Has anyone been convicted for these crimes? Well, the law is a bit more complex than that – the punishment for infanticide in Malaysia is jail for maximum 20 years. But infanticide means the mom purposely killed the baby before hiding the body, or left it in a place where the baby would most definitely die before being found. Such as flushing it down the toilet bowl, where obviously it’s gonna die.
Then there’s hiding the birth by secretly disposing the dead body, which means the baby died before, during or after delivery, and the mom tries to get rid of him/her. So she didn’t INTEND to kill the baby. This one carries a punishment of 2 years jail. Plus, there’s also exposure and abandonment of a child below 12 years old, which means the mom intended to abandon, but not kill the baby. Punishment is 7 years jail.
But as for how many people the police have caught for these acts, here’s what we found from a journal:
So what can be done about this?
How to stop Malaysians from dumping their innocent babies?
Baby hatches… well, actually not really… some Malaysians argue that this will ENCOURAGE people to dump their babies and have premarital sex. We’re left to deal with the problem AFTER it happens rather than preventing it in the first place. But it sure beats finding dead babies in septic tanks, drains or toilet bowls! It was surely a touching effort on OrphanCARE’s part when they set up Malaysia’s first baby hatch in PJ. It saved 82 babies lives 3 years after it’s commission in 2010.
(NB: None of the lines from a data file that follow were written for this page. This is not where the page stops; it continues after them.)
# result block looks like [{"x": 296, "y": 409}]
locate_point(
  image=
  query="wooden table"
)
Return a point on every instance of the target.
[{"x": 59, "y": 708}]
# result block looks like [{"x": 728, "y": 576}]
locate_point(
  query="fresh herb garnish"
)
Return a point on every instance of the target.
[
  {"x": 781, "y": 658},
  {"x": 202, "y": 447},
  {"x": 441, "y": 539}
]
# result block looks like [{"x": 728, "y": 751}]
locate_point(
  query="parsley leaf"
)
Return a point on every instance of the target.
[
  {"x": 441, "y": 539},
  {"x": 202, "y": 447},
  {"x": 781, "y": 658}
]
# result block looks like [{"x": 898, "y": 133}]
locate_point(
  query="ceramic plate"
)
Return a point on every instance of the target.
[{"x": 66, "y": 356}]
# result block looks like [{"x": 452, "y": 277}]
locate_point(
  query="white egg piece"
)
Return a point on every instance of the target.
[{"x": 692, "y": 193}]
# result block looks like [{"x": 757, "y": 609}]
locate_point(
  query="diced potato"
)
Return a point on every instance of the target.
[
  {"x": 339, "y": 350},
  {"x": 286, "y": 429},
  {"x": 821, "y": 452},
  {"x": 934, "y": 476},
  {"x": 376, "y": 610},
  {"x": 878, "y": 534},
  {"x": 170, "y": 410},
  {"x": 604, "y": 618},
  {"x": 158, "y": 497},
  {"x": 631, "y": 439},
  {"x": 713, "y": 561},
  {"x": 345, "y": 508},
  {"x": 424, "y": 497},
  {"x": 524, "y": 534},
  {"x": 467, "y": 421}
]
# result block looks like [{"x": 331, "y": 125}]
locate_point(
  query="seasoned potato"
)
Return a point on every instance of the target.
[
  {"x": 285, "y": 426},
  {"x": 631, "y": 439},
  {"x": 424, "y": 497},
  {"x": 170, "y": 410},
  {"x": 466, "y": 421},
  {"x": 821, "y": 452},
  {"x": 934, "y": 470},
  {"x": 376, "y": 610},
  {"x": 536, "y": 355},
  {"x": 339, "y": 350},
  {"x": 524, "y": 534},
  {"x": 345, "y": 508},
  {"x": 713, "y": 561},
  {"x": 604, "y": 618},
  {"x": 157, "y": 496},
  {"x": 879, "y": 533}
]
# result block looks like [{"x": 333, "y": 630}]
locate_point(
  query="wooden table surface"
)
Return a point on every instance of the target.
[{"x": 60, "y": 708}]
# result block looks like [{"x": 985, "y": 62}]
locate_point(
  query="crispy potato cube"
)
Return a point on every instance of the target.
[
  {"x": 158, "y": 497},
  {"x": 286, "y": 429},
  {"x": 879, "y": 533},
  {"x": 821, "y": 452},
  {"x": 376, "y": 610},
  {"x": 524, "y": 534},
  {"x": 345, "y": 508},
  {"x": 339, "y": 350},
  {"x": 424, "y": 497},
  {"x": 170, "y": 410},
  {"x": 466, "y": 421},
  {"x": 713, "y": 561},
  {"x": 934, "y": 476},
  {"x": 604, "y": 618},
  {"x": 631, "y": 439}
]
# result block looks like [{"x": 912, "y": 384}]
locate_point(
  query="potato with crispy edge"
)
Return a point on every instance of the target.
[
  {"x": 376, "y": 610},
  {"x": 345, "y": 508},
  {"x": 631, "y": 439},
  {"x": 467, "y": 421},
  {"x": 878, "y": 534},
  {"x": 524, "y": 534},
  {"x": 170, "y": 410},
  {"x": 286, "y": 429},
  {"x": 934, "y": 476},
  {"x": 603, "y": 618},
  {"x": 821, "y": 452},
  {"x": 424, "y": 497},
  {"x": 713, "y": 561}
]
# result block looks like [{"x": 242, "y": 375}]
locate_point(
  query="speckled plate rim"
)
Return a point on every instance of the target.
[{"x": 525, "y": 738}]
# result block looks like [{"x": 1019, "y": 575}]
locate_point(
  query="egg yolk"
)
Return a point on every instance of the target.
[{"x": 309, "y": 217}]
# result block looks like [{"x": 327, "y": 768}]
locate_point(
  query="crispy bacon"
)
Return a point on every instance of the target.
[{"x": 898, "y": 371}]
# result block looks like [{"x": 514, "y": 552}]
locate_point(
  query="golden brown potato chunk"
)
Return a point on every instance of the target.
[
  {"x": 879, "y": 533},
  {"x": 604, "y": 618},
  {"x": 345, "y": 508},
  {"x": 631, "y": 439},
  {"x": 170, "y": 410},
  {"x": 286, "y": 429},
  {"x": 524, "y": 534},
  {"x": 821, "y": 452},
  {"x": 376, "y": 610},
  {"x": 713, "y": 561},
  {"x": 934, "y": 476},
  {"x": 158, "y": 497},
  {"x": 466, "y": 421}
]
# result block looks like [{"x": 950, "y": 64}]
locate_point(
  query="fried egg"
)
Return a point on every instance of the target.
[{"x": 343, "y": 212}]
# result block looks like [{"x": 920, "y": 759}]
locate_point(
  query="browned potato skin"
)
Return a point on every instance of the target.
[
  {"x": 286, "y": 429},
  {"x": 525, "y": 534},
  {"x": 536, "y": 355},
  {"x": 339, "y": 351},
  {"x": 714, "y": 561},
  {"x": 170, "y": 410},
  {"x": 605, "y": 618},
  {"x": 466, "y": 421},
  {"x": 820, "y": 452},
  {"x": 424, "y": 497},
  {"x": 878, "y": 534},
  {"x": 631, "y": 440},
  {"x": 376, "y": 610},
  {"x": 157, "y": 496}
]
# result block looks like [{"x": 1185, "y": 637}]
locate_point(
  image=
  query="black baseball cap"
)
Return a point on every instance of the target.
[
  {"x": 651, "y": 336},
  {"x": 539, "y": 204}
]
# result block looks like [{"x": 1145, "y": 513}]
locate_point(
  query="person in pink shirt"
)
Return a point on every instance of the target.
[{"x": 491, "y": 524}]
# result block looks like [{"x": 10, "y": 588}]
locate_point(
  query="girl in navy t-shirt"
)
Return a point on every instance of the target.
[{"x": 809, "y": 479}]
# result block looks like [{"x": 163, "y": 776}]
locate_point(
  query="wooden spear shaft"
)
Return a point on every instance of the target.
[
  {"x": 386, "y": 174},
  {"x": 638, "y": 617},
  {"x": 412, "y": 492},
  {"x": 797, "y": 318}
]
So how do we get to the ROOT of the problem without sidelining the men? (And without talking about contraception again).
1. Charge biological dads in baby dumping cases too. Penang Exco Chong Eng said punishing women alone will not serve any justice to the abandoned babies since, hellooo, men contribute to the pregnancies too. If fathers could be held equally responsible, both parties will be more careful before engaging in sex.
2. Teach them larr, both guys and girls. As you know, Malaysia has consistently rejected teaching sex education in schools. What they’ve always been teaching is only on abstinence, though this led our youth right to MORE teen pregnancies and child marriages.
Truth is, teaching only abstinence ain’t gonna work, coz obviously humans are curious and they’re gonna try it anyway. So why not teach them to be careful to avoid unwanted pregnancies. And if there are no mainstream sources to teach ’em, our youth can turn to sex educators in Malaysia, including June Low on her show Popek Popek.
In the end, we have to address the issue of social stigma. Sisters in Islam spokeswoman Yasmin Masidi said people fear being ostracised by society and punishment by the religious authorities. So James Nayagam, Shelter Home Executive Director said it was more important for society and families to be supportive to single mothers or many might dump their babies in fear of getting shamed. Or even if they don’t dump their babies, the stigma doesn’t end…
“When your daughter is at primary school, her friends and even teachers will wonder why her name is binti Abdullah when the father’s name is Zulkifli. As it is common knowledge that children born out of wedlock are binti Abdullah, your daughter will experience the name calling and jeering.” – Azrul Mohd Khalib, social activist on HIV/AIDS and human rights issues, The Malaysian Insider
At the end of the day, everyone has their way of living life and the authorities can’t be there to police them all. Maybe it’s time to stop judging people and start helping them.